Generative AI for Risk Event Submissions
The Problem
When a risk loss event was created in the platform, users had to complete a highly structured set of questions before submission. The event then passed through multiple manual validation stages, culminating in a Quality Control (QC) review. Nearly 45% of submissions were being kicked back—not because users lacked the information, but because expectations for what constituted acceptable detail weren’t clear at submission time. This created massive operational rework, severe cycle delays, and frustration across teams.
My Role
I led product discovery to isolate the highest-friction point in the database workflow, defined the generative AI solution approach, and drove cross-functional execution across product design, prompt engineering, machine learning engineering, and the core application team.
Key Decisions
- Root Cause Intervention: The strategic question wasn’t whether to use GenAI, but exactly where to insert it in the workflow and how much to automate. I chose to intervene at submission time rather than at review or QC, deliberately targeting the root cause of the friction rather than treating the downstream symptom.
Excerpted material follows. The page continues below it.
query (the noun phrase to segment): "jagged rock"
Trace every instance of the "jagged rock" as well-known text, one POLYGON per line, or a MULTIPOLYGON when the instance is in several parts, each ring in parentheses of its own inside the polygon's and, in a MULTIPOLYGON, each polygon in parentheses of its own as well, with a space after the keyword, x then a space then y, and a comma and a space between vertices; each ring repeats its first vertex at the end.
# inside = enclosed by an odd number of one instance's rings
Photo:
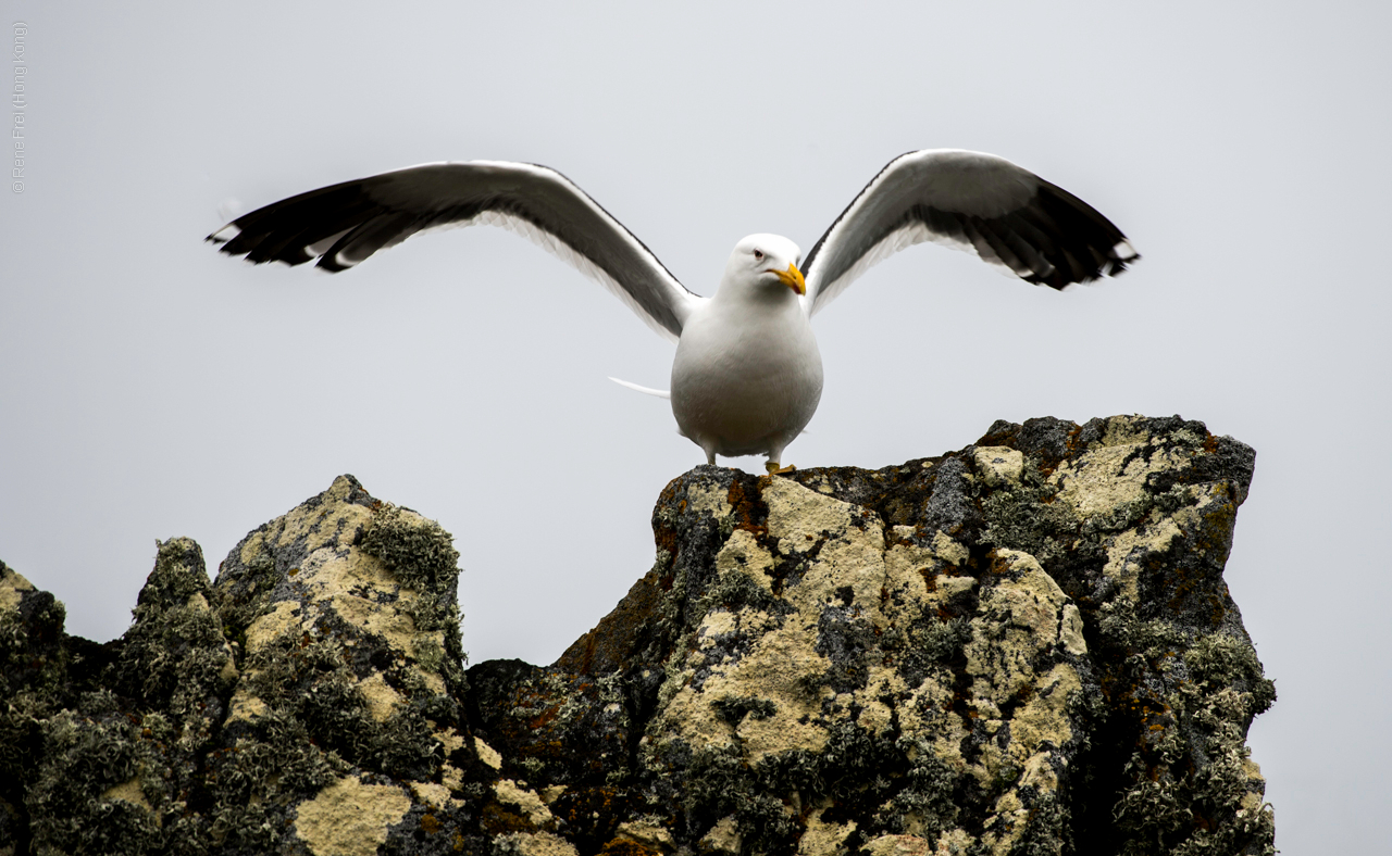
POLYGON ((352 477, 213 585, 160 545, 104 646, 0 566, 0 853, 1271 853, 1251 466, 1115 417, 697 467, 548 667, 465 673, 450 536, 352 477))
- Guided Generation over Automation: To maintain safety, transparency, and auditability in a regulated environment, I chose guided generation over full automation. The framework drafts responses using uploaded documentation, explicitly shows users what it sourced, and dynamically flags what information is still missing. Users review, edit, and submit the final content.
- Cross-Functional Alignment: The core application team was initially hesitant to integrate GenAI into their workflow. Rather than pushing the technology itself, I reframed the discussion around outcomes—demonstrating how guided generation at submission time would structurally reduce downstream rework and lower their team’s overall operational load. Once trade-offs and guardrails were made explicit, the teams aligned.
Business Outcomes
- First-Pass Efficiency: First-pass acceptance rate for risk event submissions dramatically improved from 55% to 85%.
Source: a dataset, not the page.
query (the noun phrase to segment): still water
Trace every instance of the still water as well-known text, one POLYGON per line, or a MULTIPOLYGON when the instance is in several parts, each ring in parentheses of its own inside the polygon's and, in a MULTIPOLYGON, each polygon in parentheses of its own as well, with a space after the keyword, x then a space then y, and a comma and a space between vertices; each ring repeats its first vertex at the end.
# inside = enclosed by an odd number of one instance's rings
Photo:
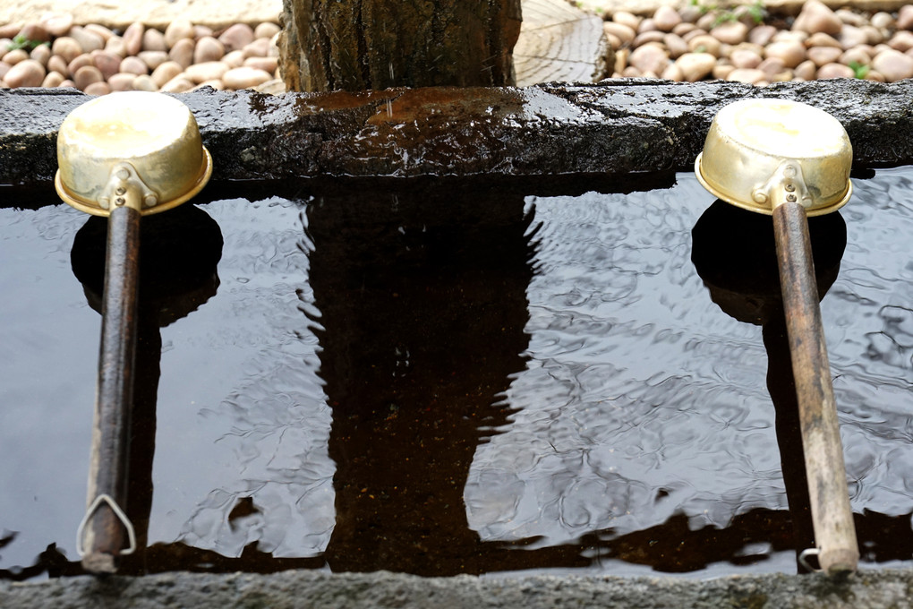
MULTIPOLYGON (((911 180, 812 223, 863 568, 913 559, 911 180)), ((145 218, 124 572, 795 572, 770 220, 603 182, 223 184, 145 218)), ((76 573, 104 222, 3 205, 0 577, 76 573)))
- Operational Friction Reduction: Drastically reduced manual rework for submitters and eliminated avoidable, administrative kickbacks for QC reviewers.
- Velocity Gains: Significantly shortened the complete cycle time from initial event creation to final QC approval.
- Behavioral Change: Users naturally developed a clearer understanding of submission expectations, which structurally improved data quality even in scenarios where the tool wasn’t used directly.